L’Obscure Souffrance

Laure Conan (Félicité Angers), L’Obscure souffrance, Québec, L’Action sociale, 1919, 115 pages. (Le texte est d’abord paru dans la Revue canadienne en 1915 et 1919)

En plus de L'Obscure souffrance qui occupe les 75 premières pages,  le recueil contient une seconde partie intitulée « Aux Canadiennes ».

L’Obscure Souffrance
Ce journal intime, qui pourrait être en partie celui  de l’auteure, est dédié « à toutes celles qui souffrent ». Il s’étale sur 10 mois, de mai 18… à mars 18... Conan raconte les malheurs d’une jeune femme qui est piégée dans une vie qui ne mène nulle part. Il y a 10 ans passés, elle  a promis, à sa mère, sur son lit de mort, de prendre soin de son père. Or ce dernier est un alcoolique violent (rien à voir avec le père de l’auteure) et, en plus, il s’est remarié avec une femme qu’elle déteste. Il gâche à ce point sa vie qu’elle en  vient à souhaiter sa mort. Elle voudrait bien s’investir dans un projet stimulant, mais elle n’en a guère la possibilité. « Si je pouvais me réfugier dans un travail absorbant. Une application quelconque de l’esprit me serait une distraction salutaire. Mais non. Il faut être aux misérables tâches quotidiennes qui me répugnent jusqu’à la nausée. » (p. 13)

Son journal raconte sa lutte quotidienne contre le désespoir et sa révolte mal contenue, et la culpabilité qui s’ensuit. Même ses principes religieux sont rudement mis à l’épreuve : « Un jour du mois de mars dernier, malgré un temps affreux, j’étais allée de bonne heure à la messe. Le cœur plein de tristesse et d’âcreté, je m’en revenais, et le dégoût de la vie s’augmentait de la révolte contre Dieu dans mon âme. J’étais horriblement tentée de blasphémer. » (p. 21)

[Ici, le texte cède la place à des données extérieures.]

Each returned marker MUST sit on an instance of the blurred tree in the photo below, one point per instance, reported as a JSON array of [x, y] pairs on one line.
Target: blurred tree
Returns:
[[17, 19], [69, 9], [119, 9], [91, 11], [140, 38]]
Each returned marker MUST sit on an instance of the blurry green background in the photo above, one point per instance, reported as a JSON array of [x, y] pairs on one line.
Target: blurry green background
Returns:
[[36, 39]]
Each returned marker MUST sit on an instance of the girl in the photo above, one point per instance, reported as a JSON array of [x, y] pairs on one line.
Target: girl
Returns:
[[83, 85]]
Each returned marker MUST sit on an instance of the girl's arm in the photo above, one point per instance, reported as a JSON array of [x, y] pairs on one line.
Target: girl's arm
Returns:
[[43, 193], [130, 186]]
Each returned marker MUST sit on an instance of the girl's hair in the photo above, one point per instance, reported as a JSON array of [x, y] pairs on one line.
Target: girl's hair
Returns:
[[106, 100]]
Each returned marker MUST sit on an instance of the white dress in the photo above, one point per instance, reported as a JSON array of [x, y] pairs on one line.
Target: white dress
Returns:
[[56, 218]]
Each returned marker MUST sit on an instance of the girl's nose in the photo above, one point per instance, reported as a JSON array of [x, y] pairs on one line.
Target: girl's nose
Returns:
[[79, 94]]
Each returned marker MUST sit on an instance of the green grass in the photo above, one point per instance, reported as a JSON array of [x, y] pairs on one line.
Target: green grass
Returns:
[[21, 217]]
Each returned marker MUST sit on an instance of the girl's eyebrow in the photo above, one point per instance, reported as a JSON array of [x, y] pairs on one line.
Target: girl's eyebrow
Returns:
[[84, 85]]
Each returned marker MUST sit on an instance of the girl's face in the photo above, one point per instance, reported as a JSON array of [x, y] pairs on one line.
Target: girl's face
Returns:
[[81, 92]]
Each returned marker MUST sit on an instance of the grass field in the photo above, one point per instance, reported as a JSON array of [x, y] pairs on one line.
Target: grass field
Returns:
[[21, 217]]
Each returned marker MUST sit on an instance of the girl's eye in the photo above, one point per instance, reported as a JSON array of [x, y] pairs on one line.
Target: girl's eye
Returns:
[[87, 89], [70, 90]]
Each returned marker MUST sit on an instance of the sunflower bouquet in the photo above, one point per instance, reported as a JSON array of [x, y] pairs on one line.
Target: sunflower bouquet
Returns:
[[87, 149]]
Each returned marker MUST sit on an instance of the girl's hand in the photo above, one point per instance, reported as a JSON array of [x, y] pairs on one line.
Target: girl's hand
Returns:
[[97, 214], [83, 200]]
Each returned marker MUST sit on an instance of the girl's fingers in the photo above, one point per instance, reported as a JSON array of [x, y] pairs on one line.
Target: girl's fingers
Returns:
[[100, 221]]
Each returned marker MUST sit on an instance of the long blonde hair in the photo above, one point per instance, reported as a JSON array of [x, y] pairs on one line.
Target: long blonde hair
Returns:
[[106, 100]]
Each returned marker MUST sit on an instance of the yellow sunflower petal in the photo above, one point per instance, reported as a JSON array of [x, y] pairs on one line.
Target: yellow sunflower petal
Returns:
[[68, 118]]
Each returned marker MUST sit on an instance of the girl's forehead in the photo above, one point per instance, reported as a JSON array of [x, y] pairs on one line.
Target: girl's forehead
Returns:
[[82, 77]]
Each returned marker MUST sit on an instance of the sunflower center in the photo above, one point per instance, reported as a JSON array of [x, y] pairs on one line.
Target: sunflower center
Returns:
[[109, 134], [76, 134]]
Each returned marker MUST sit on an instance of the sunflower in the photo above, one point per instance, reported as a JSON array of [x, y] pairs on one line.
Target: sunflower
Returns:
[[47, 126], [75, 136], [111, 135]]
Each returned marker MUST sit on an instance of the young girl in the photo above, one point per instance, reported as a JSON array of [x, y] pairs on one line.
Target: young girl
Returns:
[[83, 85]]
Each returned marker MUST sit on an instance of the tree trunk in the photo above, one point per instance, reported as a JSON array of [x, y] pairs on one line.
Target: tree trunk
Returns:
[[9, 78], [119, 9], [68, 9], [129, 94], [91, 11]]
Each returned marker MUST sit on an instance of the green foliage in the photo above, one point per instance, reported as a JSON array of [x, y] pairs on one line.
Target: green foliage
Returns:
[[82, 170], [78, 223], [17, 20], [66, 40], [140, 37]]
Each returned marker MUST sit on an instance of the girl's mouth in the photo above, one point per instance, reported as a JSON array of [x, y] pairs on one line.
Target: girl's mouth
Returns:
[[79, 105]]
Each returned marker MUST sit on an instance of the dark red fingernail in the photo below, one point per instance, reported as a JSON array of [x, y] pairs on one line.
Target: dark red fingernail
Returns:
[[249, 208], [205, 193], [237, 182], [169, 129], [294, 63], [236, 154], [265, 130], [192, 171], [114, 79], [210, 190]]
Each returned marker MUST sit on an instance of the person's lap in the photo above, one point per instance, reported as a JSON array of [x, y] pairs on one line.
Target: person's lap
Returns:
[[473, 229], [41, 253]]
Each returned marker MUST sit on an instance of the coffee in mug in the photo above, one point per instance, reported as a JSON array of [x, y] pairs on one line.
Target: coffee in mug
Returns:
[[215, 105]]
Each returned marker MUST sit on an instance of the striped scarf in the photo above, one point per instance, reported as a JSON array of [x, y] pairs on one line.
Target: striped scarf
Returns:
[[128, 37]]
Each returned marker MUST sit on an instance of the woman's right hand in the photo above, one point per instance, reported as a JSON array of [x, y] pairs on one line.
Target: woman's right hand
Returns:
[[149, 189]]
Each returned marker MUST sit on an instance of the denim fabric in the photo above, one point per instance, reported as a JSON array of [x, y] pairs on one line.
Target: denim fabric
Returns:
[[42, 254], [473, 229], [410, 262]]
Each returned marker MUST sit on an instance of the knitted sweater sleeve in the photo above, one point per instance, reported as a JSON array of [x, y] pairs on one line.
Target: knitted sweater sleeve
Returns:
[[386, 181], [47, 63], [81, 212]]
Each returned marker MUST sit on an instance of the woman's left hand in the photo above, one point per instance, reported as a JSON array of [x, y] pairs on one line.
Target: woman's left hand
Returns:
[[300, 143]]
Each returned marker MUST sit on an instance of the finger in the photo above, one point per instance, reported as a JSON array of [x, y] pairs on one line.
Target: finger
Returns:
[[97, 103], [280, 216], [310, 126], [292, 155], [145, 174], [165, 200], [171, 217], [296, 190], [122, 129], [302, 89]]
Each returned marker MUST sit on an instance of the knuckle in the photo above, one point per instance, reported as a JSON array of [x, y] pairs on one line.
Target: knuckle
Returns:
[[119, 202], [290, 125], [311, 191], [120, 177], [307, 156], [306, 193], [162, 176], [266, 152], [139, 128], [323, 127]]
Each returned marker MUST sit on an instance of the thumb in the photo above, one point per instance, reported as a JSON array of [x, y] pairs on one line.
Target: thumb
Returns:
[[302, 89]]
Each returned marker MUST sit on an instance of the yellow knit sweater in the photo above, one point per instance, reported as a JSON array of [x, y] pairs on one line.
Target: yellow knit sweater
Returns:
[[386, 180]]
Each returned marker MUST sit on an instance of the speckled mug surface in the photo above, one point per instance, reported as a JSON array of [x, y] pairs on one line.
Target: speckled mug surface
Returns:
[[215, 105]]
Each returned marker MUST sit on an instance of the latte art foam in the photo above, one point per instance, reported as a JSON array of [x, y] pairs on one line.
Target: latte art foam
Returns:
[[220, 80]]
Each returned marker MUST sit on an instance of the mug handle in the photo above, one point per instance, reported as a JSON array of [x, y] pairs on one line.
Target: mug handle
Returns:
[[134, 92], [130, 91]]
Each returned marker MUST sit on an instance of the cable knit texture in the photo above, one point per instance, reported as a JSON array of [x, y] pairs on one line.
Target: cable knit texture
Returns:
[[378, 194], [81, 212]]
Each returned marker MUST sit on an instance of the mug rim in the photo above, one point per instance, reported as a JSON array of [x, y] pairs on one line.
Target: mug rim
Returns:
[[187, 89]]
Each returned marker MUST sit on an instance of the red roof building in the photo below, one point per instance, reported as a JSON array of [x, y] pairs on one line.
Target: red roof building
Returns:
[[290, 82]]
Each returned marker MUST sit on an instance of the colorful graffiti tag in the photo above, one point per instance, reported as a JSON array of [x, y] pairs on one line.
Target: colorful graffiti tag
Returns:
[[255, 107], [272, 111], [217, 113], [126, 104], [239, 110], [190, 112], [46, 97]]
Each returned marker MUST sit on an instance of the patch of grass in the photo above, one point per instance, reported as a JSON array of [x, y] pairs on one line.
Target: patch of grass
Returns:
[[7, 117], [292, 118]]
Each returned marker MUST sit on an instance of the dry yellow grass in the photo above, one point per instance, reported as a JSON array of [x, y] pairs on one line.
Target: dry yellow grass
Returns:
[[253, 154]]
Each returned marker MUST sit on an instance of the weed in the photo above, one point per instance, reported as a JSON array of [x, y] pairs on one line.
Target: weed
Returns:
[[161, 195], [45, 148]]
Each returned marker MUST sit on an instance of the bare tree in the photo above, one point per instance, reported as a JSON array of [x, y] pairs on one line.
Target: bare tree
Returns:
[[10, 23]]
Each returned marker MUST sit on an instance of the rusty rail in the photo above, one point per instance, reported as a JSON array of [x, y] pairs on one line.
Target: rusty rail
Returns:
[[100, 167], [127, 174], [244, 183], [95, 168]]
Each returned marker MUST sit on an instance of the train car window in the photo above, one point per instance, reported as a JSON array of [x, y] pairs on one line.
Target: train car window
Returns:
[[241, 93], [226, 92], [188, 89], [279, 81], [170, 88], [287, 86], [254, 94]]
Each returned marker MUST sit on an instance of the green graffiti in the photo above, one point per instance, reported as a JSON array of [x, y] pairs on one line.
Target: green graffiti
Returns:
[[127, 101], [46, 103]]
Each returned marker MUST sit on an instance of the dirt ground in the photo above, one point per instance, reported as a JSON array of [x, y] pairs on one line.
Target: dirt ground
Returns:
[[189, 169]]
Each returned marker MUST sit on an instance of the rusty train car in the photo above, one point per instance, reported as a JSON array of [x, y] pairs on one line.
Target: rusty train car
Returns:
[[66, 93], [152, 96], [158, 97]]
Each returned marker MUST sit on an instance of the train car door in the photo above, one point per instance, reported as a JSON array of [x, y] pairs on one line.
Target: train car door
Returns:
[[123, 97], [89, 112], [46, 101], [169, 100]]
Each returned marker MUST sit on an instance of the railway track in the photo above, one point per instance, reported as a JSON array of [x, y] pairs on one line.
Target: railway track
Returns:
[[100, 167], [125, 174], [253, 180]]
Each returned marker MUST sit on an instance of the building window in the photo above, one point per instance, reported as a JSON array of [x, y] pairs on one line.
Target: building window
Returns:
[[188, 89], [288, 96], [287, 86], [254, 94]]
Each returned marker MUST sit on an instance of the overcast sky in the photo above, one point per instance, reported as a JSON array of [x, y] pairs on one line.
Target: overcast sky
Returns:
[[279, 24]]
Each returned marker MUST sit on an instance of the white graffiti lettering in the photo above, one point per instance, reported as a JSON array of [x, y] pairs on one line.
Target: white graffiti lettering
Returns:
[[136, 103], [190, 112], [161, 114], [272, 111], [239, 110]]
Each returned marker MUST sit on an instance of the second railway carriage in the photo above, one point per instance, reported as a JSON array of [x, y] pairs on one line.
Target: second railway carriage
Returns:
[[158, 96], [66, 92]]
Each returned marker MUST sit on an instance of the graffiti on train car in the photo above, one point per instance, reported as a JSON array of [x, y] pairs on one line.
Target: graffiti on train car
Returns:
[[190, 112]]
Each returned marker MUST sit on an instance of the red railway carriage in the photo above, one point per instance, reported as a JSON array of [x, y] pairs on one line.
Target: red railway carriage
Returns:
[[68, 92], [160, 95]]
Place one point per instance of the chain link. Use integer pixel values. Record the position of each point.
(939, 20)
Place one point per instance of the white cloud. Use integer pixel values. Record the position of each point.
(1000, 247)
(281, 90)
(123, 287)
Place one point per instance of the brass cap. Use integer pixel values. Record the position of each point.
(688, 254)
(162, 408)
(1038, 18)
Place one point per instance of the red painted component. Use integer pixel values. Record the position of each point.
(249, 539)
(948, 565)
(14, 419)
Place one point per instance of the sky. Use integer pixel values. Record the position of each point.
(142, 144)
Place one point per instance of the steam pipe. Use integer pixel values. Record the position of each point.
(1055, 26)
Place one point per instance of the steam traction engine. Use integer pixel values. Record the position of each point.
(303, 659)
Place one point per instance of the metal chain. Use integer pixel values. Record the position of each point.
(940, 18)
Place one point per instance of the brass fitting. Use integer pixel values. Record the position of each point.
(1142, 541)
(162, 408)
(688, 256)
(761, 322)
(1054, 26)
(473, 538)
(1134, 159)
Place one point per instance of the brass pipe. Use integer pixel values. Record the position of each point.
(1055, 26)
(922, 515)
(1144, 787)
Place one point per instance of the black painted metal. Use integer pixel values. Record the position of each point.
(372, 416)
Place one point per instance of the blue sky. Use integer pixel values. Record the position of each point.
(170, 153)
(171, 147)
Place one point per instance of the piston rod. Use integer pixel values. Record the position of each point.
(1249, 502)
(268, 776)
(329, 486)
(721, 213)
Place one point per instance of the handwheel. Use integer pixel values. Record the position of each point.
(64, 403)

Pourtant, elle n’a qu’une issue et c’est son confesseur qui la lui dicte : elle doit accepter cette vie et réaliser que c’est le chemin tracé par Dieu pour elle : « Seigneur Jésus, Dieu de mon amour, je m’abandonne à toutes vos volontés. Délivrez-moi de la crainte de souffrir. Arrachez-moi aux pauvres et vains désirs du bonheur de la terre, à tous les riens de cette vie qui sera si vite passée. Donnez-moi l’intelligence du mystère de la croix. C’est avec confiance que je vais à ma tâche. La souffrance est une semence que vous bénissez. » (p. 76)

Ce que je déplore, c’est que le lecteur n’a droit qu’aux épanchements désespérés. Presque rien ne transpire du quotidien et de son environnement; les personnages qui composent sa vie sont à peine esquissés. En quoi est-elle si terrible ce père alcoolique, on peut le deviner mais on ne le verra pas. Ne restent que les lamentations d’une femme malheureuse.


Aux Canadiennes
J’ignore la petite histoire de cette deuxième partie du recueil. Ce n’est pas un récit mais un long plaidoyer contre l’alcool. Les chiffres qu’elle fournit sont étonnants (peut-on vraiment s’y fier?) : « Le Canada n’a pas une population de huit millions et il s’y consomme annuellement pour $125,000,000 de liqueurs enivrantes. La seule province de Québec dépense pour les spiritueux $25,000,000, somme cinq fois supérieure à son revenu annuel. » (p. 84)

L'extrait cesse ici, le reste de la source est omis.